In 2001, the Fifth Circuit upheld a federal law limiting firearms possession by people under judicial restraining orders, but took the occasion to opine that the Second Amendment did confer a general individual right that wasn't implicated by the federal statute. A year later, the Ninth Circuit, based in San Francisco, explicitly found to the contrary, upholding a California law restricting assault weapons in part because "the Second Amendment does not confer an individual right to own or possess arms." Both courts issued lengthy opinions to justify their constitutional views, but the Supreme Court declined to hear appeals from either decision, leaving both on the books in their respective circuits. The Justice Department's new memorandum anticipates that the high court may soon accept a case to resolve the split.
The Second Amendment states that "a well-regulated militia, being necessary to the security of a free state, the right of the people to keep and bear arms, shall not be infringed."
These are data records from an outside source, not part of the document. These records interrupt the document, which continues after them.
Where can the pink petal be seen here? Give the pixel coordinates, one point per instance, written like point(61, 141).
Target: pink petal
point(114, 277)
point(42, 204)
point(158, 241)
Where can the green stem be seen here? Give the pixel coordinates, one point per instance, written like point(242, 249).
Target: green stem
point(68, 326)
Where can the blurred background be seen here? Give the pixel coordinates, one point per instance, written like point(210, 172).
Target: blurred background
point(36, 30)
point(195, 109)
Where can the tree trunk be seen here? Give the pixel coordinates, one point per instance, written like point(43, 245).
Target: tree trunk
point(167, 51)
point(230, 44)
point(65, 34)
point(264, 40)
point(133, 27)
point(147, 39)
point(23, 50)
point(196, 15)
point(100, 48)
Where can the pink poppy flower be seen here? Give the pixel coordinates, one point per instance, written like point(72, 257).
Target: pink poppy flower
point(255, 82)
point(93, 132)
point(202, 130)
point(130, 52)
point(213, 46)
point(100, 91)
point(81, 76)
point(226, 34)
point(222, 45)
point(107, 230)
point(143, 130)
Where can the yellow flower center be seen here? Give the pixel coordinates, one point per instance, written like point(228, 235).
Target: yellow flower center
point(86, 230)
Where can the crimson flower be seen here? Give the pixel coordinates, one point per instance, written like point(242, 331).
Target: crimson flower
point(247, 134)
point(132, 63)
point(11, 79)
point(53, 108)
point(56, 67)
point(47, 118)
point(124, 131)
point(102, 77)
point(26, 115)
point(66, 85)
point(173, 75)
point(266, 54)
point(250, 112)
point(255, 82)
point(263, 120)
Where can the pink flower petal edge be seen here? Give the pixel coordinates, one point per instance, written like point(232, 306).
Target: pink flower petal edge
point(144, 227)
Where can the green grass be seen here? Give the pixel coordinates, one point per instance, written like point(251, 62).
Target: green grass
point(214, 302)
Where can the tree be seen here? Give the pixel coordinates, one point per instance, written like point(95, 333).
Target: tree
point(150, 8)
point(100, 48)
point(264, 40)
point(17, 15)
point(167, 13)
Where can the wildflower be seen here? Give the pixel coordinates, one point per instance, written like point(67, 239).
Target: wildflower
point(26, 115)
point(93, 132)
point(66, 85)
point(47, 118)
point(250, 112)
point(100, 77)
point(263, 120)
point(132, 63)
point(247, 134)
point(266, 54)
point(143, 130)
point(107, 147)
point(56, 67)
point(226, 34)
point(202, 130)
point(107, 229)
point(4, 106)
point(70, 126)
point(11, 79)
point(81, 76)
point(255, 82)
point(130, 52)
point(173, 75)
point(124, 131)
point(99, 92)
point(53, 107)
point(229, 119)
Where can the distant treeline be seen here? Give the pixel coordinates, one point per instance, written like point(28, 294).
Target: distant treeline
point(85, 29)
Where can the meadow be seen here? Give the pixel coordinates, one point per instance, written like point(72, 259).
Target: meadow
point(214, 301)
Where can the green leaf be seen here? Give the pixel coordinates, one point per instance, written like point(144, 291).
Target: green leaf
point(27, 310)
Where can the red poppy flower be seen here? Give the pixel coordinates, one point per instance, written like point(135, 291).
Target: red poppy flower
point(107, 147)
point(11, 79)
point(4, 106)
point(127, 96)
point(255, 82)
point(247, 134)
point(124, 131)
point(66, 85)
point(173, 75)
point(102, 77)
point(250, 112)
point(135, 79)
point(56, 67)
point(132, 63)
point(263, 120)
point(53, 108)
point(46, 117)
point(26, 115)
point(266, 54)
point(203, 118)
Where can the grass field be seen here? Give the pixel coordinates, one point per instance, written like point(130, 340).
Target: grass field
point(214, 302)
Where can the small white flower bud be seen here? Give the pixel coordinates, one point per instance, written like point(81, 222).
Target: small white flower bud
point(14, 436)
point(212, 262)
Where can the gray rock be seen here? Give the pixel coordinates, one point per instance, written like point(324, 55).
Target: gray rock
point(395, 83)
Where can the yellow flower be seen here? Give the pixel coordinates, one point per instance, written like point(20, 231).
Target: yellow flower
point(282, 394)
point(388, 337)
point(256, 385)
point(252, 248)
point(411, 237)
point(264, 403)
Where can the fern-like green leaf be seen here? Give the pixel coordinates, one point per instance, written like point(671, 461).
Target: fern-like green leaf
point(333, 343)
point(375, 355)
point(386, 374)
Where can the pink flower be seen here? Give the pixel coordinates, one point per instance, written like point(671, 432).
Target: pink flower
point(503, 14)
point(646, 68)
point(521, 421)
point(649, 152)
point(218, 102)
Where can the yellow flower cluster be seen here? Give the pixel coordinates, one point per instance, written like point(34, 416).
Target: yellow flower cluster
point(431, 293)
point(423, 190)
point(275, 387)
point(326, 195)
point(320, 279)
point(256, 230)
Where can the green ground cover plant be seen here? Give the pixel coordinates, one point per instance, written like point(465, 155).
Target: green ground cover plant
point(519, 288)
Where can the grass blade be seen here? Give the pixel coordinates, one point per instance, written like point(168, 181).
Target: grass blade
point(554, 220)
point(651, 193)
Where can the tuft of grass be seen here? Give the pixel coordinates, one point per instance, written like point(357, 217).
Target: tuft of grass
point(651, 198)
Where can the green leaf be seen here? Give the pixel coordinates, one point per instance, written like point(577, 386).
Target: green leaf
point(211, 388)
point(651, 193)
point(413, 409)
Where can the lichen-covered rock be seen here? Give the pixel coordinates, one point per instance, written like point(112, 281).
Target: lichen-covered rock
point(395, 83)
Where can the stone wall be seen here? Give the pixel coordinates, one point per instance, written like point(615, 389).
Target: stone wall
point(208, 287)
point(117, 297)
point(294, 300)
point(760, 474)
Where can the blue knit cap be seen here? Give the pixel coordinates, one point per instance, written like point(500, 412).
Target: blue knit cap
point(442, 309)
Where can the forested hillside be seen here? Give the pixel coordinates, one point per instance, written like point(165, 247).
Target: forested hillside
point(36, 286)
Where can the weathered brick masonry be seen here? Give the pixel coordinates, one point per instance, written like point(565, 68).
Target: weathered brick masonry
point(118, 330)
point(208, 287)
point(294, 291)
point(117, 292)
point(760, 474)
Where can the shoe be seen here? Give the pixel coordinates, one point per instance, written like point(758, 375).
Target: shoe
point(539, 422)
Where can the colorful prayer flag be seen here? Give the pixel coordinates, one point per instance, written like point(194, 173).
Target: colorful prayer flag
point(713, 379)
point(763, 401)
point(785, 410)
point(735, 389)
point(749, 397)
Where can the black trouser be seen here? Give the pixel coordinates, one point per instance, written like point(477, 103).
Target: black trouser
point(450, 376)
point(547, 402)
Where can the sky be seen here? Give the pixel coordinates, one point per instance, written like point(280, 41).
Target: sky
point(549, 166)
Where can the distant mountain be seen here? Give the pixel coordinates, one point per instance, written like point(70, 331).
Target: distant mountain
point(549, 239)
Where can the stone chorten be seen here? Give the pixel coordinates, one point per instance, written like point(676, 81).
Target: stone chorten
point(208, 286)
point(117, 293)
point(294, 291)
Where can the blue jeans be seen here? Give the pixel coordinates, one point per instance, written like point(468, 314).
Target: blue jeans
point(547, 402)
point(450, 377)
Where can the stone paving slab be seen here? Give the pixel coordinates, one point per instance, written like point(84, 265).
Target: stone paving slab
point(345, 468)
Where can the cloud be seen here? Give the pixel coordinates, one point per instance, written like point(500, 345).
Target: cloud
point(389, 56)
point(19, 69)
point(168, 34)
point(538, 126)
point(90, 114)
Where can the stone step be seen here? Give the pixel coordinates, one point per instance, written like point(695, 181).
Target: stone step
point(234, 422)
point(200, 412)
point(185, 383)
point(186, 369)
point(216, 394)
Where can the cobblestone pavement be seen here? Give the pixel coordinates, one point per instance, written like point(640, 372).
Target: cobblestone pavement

The memo's authors, Justice Department lawyers Steven Bradbury, Howard Nielson Jr. and C. Kevin Marshall, dissect the amendment's language, arguing that under 18th century legal conventions, the clause concerning "a well-regulated militia" was "prefatory language" without binding force. "Thus, the amendment's declaratory preface could not overcome the unambiguously individual 'right of the people to keep and bear arms' conferred by the operative text," they write.
They write that the drafters of the amendment envisioned a militia consisting of "all able-bodied white men" in a state, and suggest that they would be expected to keep arms not only if called up by the government but also on their own initiative, perhaps to fight rulers who threatened their liberties.
Robert Post, a constitutional-law professor at Yale Law School, said the new memorandum disregarded legal scholarship that conflicted with the administration's gun-rights views. "This is a Justice Department with a blatantly political agenda which sees its task as translating right-wing ideology into proposed constitutional law," he said.